The quiet Sunday I had hoped for turned out to be quite sensational and actually ended up with a big bang BIGBAND@UM after a big brush with RELA&COM!
At 5.30 pm I retrieved two maids from the RELA base in the Chow Kit area after going round in circles for more than an hour to locate it. Two family maids were rounded up together with 10 other women and about 40 men on the first Sunday of RELA’s new operation to nab the illegals in the city. They did not have valid identification papers with them.
My son and I witnessed what we thought was an orderly exercise managed by (i) the plain-clothed RELA volunteers who mingled with the crowd in the Masjid India and Tunku Abdul Rahman areas, which apparently have become the haunt of illegals looking for work at the bazaars and food stalls; (ii) uniformed RELA members who coordinated the arrests, rounding up the illegals and transporting them in two caged lorry vans.
In a large hall on the first floor of the base building the errant illegals were seated on the floor in two groups facing a table of 4 RELA officers who recorded their particulars.

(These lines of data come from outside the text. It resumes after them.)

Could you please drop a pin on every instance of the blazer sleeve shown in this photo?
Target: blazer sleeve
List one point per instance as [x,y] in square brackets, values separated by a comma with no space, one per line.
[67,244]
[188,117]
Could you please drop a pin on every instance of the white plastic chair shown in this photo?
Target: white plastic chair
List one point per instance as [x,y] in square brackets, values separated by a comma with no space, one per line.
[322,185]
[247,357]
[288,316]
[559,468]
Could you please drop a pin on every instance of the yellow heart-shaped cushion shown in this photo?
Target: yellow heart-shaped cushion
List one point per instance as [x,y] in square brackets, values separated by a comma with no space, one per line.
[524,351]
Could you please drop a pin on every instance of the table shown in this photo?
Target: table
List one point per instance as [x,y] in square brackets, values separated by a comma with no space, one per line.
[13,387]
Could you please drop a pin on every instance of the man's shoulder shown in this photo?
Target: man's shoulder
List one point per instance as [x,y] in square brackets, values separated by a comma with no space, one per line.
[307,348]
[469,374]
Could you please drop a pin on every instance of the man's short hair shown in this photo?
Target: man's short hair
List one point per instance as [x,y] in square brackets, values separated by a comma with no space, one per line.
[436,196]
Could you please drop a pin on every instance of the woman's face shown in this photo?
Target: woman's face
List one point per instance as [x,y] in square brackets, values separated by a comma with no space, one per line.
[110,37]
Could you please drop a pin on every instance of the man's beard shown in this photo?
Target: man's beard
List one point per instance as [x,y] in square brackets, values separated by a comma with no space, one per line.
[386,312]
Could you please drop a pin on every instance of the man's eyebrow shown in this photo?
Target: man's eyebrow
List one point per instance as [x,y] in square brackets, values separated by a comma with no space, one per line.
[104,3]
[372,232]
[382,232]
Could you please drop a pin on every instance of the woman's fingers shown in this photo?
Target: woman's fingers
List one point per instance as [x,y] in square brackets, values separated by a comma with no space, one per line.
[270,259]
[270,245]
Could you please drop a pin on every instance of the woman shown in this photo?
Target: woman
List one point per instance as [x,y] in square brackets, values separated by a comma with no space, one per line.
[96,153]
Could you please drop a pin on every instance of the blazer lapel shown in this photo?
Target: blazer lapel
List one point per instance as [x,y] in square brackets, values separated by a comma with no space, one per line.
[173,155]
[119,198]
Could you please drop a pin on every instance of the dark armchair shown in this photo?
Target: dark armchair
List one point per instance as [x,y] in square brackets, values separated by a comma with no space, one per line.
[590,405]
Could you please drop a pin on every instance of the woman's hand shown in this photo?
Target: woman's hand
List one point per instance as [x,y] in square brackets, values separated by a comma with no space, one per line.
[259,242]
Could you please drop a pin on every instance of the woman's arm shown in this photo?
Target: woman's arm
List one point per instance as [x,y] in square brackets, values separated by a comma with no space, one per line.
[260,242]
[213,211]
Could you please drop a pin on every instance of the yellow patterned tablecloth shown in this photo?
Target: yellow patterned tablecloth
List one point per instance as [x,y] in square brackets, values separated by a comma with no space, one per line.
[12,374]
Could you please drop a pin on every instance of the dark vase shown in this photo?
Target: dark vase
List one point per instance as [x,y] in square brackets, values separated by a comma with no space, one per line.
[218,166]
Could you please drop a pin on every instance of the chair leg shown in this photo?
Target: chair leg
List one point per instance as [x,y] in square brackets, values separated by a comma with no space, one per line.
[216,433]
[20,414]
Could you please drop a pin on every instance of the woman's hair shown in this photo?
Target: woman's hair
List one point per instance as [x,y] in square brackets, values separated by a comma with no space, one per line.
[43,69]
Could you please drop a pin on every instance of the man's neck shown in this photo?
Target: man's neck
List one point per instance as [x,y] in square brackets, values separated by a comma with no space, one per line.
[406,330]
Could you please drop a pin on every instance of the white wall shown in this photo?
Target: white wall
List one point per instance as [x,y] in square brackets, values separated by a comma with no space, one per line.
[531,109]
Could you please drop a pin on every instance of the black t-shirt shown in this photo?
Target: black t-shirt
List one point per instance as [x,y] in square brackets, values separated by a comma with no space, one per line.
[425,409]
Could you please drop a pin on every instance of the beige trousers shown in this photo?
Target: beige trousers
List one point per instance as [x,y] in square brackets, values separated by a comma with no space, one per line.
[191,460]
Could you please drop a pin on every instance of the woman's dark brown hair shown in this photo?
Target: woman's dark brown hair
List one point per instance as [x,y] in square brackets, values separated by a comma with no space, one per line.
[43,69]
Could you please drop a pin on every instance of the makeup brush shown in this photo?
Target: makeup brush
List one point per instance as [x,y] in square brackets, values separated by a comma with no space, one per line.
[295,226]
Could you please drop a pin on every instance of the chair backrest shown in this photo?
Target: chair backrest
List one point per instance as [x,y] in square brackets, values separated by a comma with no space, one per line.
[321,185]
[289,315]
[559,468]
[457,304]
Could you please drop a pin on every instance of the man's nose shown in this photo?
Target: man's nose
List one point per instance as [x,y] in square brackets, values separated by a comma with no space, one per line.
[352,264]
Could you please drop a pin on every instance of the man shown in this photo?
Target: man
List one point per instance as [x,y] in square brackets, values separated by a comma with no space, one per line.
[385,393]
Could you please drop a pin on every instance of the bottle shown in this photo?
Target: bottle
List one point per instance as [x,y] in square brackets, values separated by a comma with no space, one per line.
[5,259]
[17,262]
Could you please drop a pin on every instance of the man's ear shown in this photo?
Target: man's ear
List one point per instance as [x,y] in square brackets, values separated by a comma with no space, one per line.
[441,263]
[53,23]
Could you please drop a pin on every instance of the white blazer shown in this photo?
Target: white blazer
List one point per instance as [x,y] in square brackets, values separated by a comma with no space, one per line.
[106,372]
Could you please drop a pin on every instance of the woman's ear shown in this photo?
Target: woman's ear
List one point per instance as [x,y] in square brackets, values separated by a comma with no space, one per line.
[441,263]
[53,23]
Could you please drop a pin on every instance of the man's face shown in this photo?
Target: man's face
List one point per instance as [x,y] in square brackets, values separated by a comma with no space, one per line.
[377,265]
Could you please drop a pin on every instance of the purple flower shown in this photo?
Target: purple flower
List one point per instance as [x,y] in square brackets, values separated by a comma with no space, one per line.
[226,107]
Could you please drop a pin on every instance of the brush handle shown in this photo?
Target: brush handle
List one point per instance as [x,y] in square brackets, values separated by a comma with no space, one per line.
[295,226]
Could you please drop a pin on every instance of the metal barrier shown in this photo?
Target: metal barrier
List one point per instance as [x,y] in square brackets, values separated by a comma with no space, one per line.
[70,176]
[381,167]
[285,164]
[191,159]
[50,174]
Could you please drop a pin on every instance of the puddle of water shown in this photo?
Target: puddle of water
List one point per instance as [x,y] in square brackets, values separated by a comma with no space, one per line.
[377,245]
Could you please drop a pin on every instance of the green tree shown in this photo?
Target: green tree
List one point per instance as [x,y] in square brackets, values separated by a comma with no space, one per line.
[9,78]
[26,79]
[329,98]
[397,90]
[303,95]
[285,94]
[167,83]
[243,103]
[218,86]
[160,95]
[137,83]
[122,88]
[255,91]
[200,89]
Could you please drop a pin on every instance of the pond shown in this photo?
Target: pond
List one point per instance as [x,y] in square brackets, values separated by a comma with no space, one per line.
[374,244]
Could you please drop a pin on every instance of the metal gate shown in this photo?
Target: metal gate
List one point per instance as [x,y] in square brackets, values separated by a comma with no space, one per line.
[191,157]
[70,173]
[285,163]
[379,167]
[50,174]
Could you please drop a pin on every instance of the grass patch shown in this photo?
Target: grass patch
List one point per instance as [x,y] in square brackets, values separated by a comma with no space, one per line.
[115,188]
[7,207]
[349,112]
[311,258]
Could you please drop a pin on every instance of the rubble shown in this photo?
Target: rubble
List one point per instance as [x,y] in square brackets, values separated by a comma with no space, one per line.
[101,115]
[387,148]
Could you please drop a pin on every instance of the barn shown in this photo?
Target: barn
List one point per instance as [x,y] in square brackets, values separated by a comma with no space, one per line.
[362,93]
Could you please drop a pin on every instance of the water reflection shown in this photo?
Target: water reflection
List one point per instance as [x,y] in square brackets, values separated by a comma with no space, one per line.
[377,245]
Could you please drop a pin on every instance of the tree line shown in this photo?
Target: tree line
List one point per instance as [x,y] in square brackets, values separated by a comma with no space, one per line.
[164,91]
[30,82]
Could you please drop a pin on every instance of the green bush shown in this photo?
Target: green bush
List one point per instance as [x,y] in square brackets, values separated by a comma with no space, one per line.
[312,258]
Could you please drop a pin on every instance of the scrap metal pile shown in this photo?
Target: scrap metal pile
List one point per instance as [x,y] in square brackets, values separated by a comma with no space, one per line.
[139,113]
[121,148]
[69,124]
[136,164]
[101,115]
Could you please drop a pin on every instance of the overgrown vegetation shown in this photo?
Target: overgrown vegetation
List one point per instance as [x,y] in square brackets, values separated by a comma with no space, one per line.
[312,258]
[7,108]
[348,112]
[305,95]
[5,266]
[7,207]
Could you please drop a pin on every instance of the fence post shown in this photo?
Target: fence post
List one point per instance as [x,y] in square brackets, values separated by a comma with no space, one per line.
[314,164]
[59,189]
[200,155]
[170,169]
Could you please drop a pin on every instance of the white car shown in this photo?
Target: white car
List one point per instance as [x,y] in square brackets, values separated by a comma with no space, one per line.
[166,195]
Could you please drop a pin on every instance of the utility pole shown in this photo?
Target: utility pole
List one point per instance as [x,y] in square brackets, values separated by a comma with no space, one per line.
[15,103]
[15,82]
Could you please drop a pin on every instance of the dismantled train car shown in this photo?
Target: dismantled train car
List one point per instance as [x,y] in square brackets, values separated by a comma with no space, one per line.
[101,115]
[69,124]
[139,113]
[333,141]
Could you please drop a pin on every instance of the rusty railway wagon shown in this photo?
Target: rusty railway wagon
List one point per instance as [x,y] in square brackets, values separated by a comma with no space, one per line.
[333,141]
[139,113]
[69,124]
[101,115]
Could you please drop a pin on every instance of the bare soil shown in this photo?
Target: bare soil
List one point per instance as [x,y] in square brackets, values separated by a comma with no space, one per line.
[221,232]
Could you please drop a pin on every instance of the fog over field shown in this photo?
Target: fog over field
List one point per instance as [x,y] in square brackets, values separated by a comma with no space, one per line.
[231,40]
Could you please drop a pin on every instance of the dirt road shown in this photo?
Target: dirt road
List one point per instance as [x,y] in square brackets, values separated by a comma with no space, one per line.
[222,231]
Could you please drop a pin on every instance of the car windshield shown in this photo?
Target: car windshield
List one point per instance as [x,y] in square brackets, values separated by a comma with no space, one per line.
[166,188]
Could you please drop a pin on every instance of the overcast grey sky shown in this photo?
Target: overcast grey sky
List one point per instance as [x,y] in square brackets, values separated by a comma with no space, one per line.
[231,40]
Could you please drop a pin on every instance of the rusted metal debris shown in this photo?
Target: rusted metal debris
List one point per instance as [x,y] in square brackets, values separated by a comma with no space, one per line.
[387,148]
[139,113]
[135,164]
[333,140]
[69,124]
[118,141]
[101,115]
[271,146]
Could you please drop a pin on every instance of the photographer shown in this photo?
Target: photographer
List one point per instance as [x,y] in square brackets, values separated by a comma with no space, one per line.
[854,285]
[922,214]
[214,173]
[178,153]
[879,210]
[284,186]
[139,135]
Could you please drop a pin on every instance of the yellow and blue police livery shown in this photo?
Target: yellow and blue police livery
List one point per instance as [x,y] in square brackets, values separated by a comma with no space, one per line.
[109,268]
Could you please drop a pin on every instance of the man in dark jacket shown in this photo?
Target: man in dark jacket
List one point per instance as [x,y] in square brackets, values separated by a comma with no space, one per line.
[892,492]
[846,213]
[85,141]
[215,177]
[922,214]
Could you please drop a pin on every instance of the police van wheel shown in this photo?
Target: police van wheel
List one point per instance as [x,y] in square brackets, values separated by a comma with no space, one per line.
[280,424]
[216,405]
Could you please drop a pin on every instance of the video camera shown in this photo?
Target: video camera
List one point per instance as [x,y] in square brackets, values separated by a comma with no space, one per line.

As my son and I were the first on the scene and we had the maids’ passports, they were the first two to be released. We were politely told to equip the maids with a signed photocopy of their passport complete with our contact number whenever they were out in the streets.
It was a relief to be spared the agony of retrieving them from the detention camp in Lenggeng where those who were not claimed by their employers after four hours were to be taken. Apparently, once in Lenggeng there would be the hassle of dealing with the Immigration Department where the paper work would take up to a week. Those without valid travel documents would be sent home.
I have only two complaints to make: (i) the RELA people were not able to give me clear directions or an address to get to their base. All they said was “dekat Masjid India” and “belakang Pizza Hut di Jalan Chow Kit” assuming I was a regular there; (ii) the lorry van which has space for 10 sitting and 10 standing was crammed with about 40 men. I can imagine the discomfort and the potential health hazard if the ride was longer or if the men were older!
The experience was certainly an eye opener to the kind of work enforcement agencies undertake to make our cities and our country a better, safer place. The work is neither pleasant and easy nor smoothflowing and clean. These men and women, many of them volunteers, need our support and our encouragement! They, too, need a pat on the back when the job is well done!